There is a problem of a shooting death of a Salvadoran that I am in the process of doing an
assessment on right now. I'm trying to find out who is the community? Who's the leadership? Is
this an issue to the community?
Is there always a community?
When we can't find one, we're really not going to do much other than conciliation, probably
with the police or other authorities. That's when we may be getting into some training or
technical assistance. We're probably not going to be able to go further than that because we can't
bring anyone else to the table. You get bits and pieces, but there is no group.There was an article
in the paper of an African-American reporter who was stopped by the police while interviewing a
person along side the road. The article written by the reporter stated that the police stopped him
and it was racial profiling. The policeman said, and this was in the article, that he stopped them
because a motorist passing by reported that the reporter had a gun. That was in the paper. It took
place in a small community, but I didn't know if there was any type of community organization
there. So I called the NAACP, which we had worked with and asked, "What do you think of
this? Do you have any problems? They said, "Oh, yeah, that's a problem!" "What can we do
about it?" I asked. "Are there any community organizations or groups that you're working with
down there?" He said he would check it out. It ended up there was really nobody, other than the
reporter, in that community who was interested in dealing with that issue. We did not have a
local community group dealing with this issue. In the subsequent meetings on this issue, the
community was just the NAACP and the reporter. So, it's who is
taking the leadership; who are the real players in these incidents. Sometimes we go by who
comes forward and is willing to address the problem. I remember one of the problems with
which I was involved in my hometown of Wellesley, MA. One of the cases there was with Dee
Brown, a basketball player with the Boston Celtics. He was stopped as the alleged bank robber
who robbed a bank in Wellesley the day before. It led to a celebrated case in the paper. There
was a lot of publicity. Into that process came a public meeting which the selectmen held in
Wellesley at which the issue of the police treatment of him was discussed. The police were
defending their procedures. But the major issue that came out of the meeting was that other
members of the African-American community came forward and said that they had been stopped
driving through Wellesley. The issue was racial profiling even though we didn't call it that then.

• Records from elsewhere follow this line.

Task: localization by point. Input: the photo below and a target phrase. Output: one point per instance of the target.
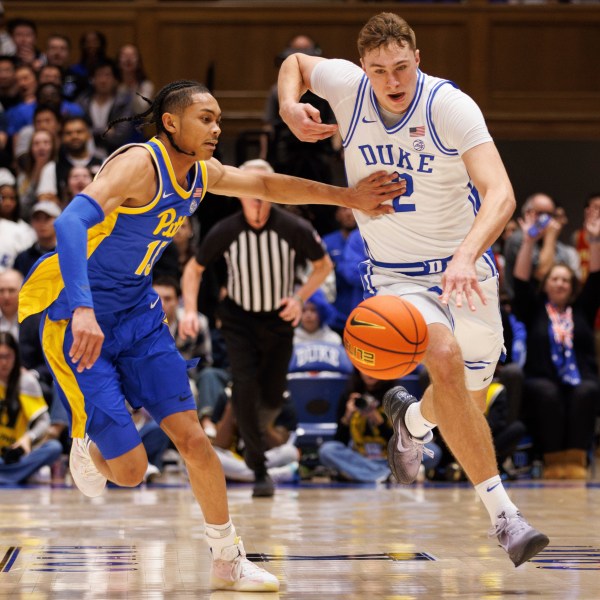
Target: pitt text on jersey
(168, 225)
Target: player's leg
(457, 412)
(154, 375)
(96, 409)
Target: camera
(365, 402)
(542, 222)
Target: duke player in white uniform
(434, 250)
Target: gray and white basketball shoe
(405, 452)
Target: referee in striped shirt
(263, 248)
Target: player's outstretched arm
(126, 178)
(487, 172)
(304, 120)
(368, 195)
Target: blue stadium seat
(315, 396)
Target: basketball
(385, 337)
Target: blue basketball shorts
(139, 363)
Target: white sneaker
(233, 571)
(83, 470)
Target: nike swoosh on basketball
(356, 323)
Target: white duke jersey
(424, 147)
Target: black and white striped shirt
(261, 264)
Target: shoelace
(89, 470)
(427, 451)
(249, 569)
(508, 525)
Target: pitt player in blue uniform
(103, 331)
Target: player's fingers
(479, 292)
(75, 350)
(458, 298)
(84, 361)
(313, 113)
(468, 292)
(94, 353)
(447, 289)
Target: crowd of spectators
(54, 113)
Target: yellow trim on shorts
(53, 338)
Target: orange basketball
(385, 337)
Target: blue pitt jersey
(124, 247)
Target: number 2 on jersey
(410, 188)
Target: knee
(445, 362)
(131, 473)
(195, 447)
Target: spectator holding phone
(539, 211)
(24, 419)
(561, 388)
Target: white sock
(416, 423)
(220, 536)
(495, 499)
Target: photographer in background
(547, 225)
(359, 451)
(24, 419)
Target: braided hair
(174, 97)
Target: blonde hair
(385, 29)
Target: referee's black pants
(259, 347)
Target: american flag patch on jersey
(417, 131)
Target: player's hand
(304, 121)
(291, 310)
(189, 326)
(372, 191)
(87, 338)
(460, 280)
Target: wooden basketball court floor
(323, 541)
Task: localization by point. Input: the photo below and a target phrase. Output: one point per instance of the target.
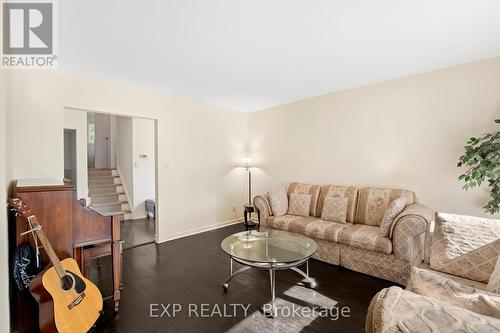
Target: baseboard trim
(200, 230)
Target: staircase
(107, 194)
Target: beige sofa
(357, 244)
(449, 291)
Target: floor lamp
(249, 209)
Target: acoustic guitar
(77, 303)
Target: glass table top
(273, 246)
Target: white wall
(4, 271)
(76, 119)
(404, 133)
(143, 131)
(125, 155)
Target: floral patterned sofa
(358, 244)
(455, 290)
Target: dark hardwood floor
(192, 270)
(137, 232)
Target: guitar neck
(54, 259)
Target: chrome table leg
(312, 282)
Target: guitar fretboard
(54, 259)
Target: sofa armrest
(396, 310)
(261, 204)
(408, 232)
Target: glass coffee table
(270, 250)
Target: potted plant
(482, 162)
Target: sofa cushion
(300, 188)
(351, 193)
(278, 200)
(465, 246)
(325, 229)
(373, 202)
(335, 209)
(424, 282)
(395, 208)
(308, 226)
(494, 281)
(366, 237)
(299, 204)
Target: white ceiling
(252, 54)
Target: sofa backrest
(373, 202)
(301, 188)
(350, 192)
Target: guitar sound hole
(67, 282)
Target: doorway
(70, 169)
(120, 177)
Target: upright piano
(73, 229)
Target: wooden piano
(74, 231)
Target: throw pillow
(299, 204)
(278, 201)
(335, 209)
(494, 281)
(395, 208)
(426, 283)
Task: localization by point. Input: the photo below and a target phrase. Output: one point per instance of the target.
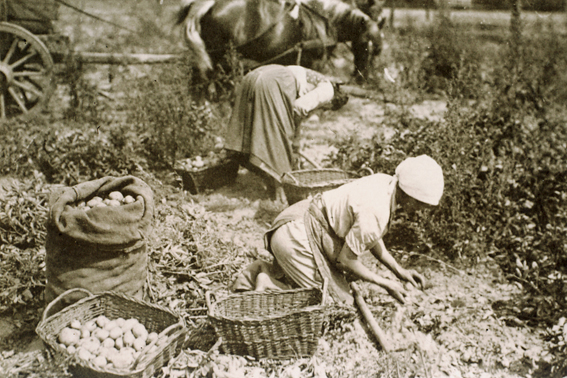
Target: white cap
(421, 178)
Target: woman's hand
(413, 277)
(396, 290)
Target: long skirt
(262, 128)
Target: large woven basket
(212, 177)
(277, 325)
(299, 185)
(114, 305)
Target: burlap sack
(103, 248)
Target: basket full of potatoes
(212, 170)
(112, 333)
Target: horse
(278, 31)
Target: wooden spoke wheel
(26, 72)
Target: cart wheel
(26, 81)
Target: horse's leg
(361, 60)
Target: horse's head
(367, 46)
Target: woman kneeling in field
(325, 236)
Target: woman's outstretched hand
(413, 277)
(396, 290)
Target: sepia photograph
(283, 188)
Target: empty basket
(278, 325)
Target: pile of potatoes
(115, 198)
(109, 344)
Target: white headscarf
(421, 178)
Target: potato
(119, 343)
(114, 203)
(90, 325)
(128, 338)
(110, 324)
(116, 196)
(129, 199)
(101, 334)
(101, 321)
(76, 324)
(69, 336)
(115, 333)
(139, 331)
(139, 344)
(108, 343)
(84, 354)
(99, 361)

There was a real problem. From that meeting, one leader reached out and helped convene a
group of African Americans, some who testified. They became the community group. Was
everyone reached out to? No, not necessarily. But, I always think you want someone who might
be on the negotiating team. If you want to make some progress, I think the best way is through
the mediation process and getting the community involved. But sometimes you don't know
whether that group is representative of the community. There was no election and there was no
formal group formed. I suggested that they call themselves something,
so they called themselves the Wellesley African-American Committee (WAAC).